Dividend `Off the Table' as Broadcaster CME Seeks Debt Cut

  • CME to use `all excess cash' to service, pay down 2018 debt
  • Standard & Poor’s upgrades company after refinancing agreement

Central European Media Enterprises Ltd. won’t pay dividends in the “foreseeable future” as it wants to use improving earnings to reduce its debt, co-Chief Executive Officer Michael Del Nin said.

A refinancing deal announced this week, which extends maturities and cuts interest costs, will allow the broadcaster to start lowering the principal on its $1 billion debt, Del Nin, 44, said in an interview in Prague on Monday. CME, as the company is known, will use “all excess cash” to service and pay down its shortest loan, due in November 2018, according to the co-CEO.
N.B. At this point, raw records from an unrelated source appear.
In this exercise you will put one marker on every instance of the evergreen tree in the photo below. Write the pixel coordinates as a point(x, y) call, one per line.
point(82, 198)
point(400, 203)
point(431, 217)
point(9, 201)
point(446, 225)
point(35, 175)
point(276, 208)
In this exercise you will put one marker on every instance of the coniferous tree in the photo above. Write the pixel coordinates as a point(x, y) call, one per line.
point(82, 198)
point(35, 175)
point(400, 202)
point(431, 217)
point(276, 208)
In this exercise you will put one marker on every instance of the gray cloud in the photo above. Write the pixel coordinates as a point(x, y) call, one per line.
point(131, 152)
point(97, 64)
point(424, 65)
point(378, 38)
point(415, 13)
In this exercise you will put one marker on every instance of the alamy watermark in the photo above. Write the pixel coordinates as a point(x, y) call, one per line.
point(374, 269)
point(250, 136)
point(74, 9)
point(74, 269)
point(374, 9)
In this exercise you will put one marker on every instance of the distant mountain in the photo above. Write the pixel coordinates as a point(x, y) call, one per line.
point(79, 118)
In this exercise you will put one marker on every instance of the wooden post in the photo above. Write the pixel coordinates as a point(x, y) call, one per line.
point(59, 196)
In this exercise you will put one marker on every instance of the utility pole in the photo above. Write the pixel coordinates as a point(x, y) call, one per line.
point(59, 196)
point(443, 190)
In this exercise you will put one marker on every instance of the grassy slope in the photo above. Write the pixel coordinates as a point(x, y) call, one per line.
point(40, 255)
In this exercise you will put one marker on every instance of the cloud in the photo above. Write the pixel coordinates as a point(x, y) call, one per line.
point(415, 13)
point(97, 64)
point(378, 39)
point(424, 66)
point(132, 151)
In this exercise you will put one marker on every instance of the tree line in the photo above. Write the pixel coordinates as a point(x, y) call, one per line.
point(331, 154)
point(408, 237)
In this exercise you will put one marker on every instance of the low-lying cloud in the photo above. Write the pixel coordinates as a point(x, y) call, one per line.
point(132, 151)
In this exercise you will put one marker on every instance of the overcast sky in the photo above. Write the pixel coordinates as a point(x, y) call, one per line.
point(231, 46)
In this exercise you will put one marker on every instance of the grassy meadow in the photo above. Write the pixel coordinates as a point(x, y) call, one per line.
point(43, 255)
“We’ve put in place a new instrument that actually sets us on a path not to continually refinance our debt, but to start paying it down,” said Del Nin. “Given the leverage levels that we have, and given the target that we’ve now set for ourselves to substantially pay down the 2018 instrument, I would say dividends are off the table for the foreseeable future.”

The Bermuda-registered operator of television channels in central Europe and the Balkans has been struggling to emerge from eight straight yearly losses as dollar gains and high debt costs outweighed a rebound in advertising sales. Del Nin, hired in 2013 along with co-CEO Christoph Mainusch, has relied on asset sales and funding from the main shareholder, Time Warner Inc., to try turn the company around amid an economic recovery in the region.

CME said on Monday it obtained a new 469 million-euro ($516 million) loan guaranteed by Time Warner and maturing in February 2021 and will use the proceeds to refinance its debt maturing next year. The deal cuts the borrowing costs on this portion of the company’s debt by 4.5 percentage points, and the interest rate will decline further if the broadcaster reduces its net leverage.

Standard & Poor’s lifted CME’s credit ratings late on Tuesday, saying the refinancing agreement alleviates the risk of a short-term financial distress and citing expectations the company’s earnings will keep improving.

The shares, which are traded in the U.S. and the Czech Republic, dropped 4.1 percent to 56 koruna on Wednesday as of 3:17 p.m. in Prague, paring their gains since the restructuring announcement to 0.2 percent. The stock is down 16 percent this year, giving the company a market capitalization of 7.61 billion koruna ($310 million). The price compares with a peak of more than 2,000 koruna in 2007.

Improving Earnings

Operating income before depreciation and amortization jumped 29 percent last year to $123 million even as revenue shrank 11 percent to $606 million because of dollar appreciation. In the last three months of 2015, the company swung into a $1.1 million income from continuing operations.

Improving earnings reduced CME’s debt burden to 8.5 times Oibda at the end of 2015 from 10.8 times a year earlier. The leverage will probably drop below 8 times Oibda this year, triggering a cut in the interest on the new 2021 loan, according to Del Nin.

Time Warner has repeatedly increased its stake since CME started losing money in 2008, betting that the company will eventually benefit from the region’s economic convergence with developed nations.

“We’ve been pleasantly surprised by how rapidly the operations have responded to the changes that we’ve made,” Del Nin said. “We have a market-leading position in all of our countries, we’ve got the best brands, and we operate in markets that, over the long term, should grow faster than mature markets in western Europe and the U.S.”